Terry Teachout’s Long Goodbye

Terry Teachout on the death of his mother:

As always, I threw myself into work in order to stave off despair. Going to the theater three or four nights a week was as good a way as any to keep my mind occupied, but in between shows I thought the same blunt, ugly thoughts that had come to me at odd moments ever since December. What do I do if she starts to fail while my play is in rehearsal? What’s the closest airport to Lenox? What if it happens on the morning of the dress rehearsal? Or on opening night? I drew up a string of increasingly far-fetched travel options, blithely ignoring the old saying I’d quoted a thousand times: if you want to hear God laugh, make a plan.

Read the rest, but be warned: have a tissue at the ready. Every word is true, and Teachout brought me right back to the experience of terrible beauty and intense reality that came during my brother’s passing, right down to the astonishing, healing work of a funeral director.

Although I do not revisit them often, these are not bad memories. They’re beautiful memories. Even the pain is beautiful, because we consented to experience it together, and invited God in, too.

Yes, terrible, awful beauty.

Thanks to Joseph Susanka for the Teachout Tip.

About Elizabeth Scalia
  • Michael

    This reminds me of my Mom’s passing about 18 months ago. Much like Terry’s mom, mine went through quite a long struggle but in her case when she decided to come to my home on hospice she lived only one week.

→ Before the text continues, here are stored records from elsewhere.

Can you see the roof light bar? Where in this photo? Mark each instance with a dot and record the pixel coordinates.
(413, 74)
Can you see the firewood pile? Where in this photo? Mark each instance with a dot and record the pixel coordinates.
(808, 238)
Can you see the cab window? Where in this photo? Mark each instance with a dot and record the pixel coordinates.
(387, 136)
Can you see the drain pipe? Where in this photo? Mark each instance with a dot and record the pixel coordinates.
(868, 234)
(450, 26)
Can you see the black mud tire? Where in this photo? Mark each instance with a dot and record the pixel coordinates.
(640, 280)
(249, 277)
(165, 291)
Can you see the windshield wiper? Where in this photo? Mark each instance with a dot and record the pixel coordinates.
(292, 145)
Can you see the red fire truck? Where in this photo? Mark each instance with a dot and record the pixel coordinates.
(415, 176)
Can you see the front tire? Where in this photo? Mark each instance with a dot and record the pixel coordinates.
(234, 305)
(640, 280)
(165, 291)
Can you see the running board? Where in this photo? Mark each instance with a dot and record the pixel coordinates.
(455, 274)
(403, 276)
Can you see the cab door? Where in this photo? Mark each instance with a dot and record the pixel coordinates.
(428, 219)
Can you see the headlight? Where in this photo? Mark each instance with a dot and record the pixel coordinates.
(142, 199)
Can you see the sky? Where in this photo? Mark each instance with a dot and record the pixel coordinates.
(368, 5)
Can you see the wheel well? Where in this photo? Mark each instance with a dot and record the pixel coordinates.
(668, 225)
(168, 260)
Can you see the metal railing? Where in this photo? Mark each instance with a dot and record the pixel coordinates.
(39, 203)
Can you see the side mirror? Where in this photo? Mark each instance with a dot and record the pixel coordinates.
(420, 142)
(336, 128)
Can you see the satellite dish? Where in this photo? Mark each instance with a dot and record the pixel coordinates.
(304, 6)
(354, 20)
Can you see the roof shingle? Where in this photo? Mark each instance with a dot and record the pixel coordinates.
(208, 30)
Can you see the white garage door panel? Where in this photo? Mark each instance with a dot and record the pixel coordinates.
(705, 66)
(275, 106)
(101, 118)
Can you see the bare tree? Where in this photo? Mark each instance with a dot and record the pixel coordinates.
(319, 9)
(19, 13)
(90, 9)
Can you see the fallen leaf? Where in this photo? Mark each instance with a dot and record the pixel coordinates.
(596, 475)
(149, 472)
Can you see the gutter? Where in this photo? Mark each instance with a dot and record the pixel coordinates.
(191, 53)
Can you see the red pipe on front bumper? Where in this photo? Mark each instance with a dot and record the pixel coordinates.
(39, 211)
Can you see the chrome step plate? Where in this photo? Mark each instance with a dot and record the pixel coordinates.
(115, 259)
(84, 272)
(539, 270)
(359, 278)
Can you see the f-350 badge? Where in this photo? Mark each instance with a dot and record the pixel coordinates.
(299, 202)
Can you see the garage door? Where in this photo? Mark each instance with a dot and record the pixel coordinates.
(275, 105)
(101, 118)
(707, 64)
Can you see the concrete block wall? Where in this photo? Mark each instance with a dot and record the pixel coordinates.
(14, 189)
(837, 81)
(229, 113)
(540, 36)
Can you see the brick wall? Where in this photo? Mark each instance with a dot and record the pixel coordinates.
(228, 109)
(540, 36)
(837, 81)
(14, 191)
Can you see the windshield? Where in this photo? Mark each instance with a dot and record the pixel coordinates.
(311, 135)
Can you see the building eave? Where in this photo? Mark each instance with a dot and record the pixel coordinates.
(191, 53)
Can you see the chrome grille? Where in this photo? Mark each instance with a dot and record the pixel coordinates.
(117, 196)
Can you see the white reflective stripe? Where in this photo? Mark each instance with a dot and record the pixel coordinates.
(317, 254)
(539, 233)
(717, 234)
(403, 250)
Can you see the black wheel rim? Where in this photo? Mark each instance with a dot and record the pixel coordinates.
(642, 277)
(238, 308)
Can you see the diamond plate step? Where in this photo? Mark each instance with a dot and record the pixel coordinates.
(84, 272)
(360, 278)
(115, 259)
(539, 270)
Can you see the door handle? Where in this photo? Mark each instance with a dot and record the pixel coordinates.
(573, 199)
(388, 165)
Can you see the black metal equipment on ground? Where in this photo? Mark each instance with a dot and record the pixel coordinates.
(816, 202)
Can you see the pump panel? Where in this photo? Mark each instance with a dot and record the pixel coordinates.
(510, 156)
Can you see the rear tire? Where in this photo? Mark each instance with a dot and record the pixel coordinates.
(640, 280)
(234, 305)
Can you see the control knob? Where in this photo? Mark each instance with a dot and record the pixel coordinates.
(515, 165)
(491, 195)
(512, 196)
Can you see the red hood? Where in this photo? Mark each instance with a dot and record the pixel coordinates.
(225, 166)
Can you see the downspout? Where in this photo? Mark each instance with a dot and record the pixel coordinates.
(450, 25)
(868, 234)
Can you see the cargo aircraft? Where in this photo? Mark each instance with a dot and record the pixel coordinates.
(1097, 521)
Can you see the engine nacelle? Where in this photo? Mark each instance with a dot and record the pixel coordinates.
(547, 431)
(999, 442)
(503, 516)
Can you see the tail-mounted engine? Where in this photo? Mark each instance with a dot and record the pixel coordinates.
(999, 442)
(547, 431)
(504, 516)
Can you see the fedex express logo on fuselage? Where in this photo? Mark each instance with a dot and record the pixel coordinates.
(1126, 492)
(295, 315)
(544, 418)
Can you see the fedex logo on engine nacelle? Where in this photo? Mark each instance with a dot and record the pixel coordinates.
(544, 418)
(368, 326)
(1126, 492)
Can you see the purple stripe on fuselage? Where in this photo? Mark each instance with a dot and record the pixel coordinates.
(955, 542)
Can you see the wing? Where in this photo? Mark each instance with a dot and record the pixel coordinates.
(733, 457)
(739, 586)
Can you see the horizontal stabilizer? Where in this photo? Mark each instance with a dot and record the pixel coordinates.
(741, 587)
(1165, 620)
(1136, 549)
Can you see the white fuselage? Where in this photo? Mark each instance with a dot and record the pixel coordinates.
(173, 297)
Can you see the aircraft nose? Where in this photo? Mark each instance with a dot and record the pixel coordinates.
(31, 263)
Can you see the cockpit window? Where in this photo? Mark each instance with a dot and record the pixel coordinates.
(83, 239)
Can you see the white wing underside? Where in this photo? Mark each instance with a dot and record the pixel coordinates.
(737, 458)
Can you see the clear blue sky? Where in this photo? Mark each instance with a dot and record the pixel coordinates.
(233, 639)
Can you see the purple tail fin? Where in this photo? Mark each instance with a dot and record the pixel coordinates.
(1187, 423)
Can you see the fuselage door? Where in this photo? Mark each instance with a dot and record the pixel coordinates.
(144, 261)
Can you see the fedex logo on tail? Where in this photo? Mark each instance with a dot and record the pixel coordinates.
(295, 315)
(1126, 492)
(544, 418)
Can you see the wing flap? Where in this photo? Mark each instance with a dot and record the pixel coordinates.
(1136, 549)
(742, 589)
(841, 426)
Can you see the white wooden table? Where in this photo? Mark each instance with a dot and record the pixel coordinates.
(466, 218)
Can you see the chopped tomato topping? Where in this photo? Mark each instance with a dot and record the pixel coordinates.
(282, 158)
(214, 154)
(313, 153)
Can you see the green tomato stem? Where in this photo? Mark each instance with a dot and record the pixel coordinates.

Just as her will to battle and live for many years with her illness sustained her, it was if when she no longer wanted to fight, she willed her self to death. But I will say it was a most beautiful and inspiring week. First, she told us as only an Irish mother

  • Michael

    (sorry hit the sent button in error) So as an Irish mother she told us to get over ourselves when she said she no longer wanted to fight. But she added that she had a most blessed life and how could she ever complain now. During her last day, she was in and out of consciousness and for the last several hours was not responsive. Then, just a few moments before she died, she opened her eyes and looked at each person in the room. And then one of the most remarkable and mystical experiences that I ever had or will ever had occurred. She looked above us to one side, eyes still open, she smiled and 3 times very clearly said, “love you, love you, love you”. She closed her eyes and slipped into eternity. I don’t know who or what she saw, but it brought her great peace and I often think of it. Thanks for sharing this story.

  • Kathleen

    This expressed things I have been living for several years and can’t verbalized. Thank you.

  • Win Nelson

    Thank you, this is beautiful.

  • Mila

    Terrible beauty and intense reality indeed! It’s made me re-live my husband’s last moments, much similar to Terry’s mother, even to the fact that his eyes would not close after death. But yes, they are beautiful memories, because God, who is Love, held us together until the end. And so, yes, even the pain is beautiful.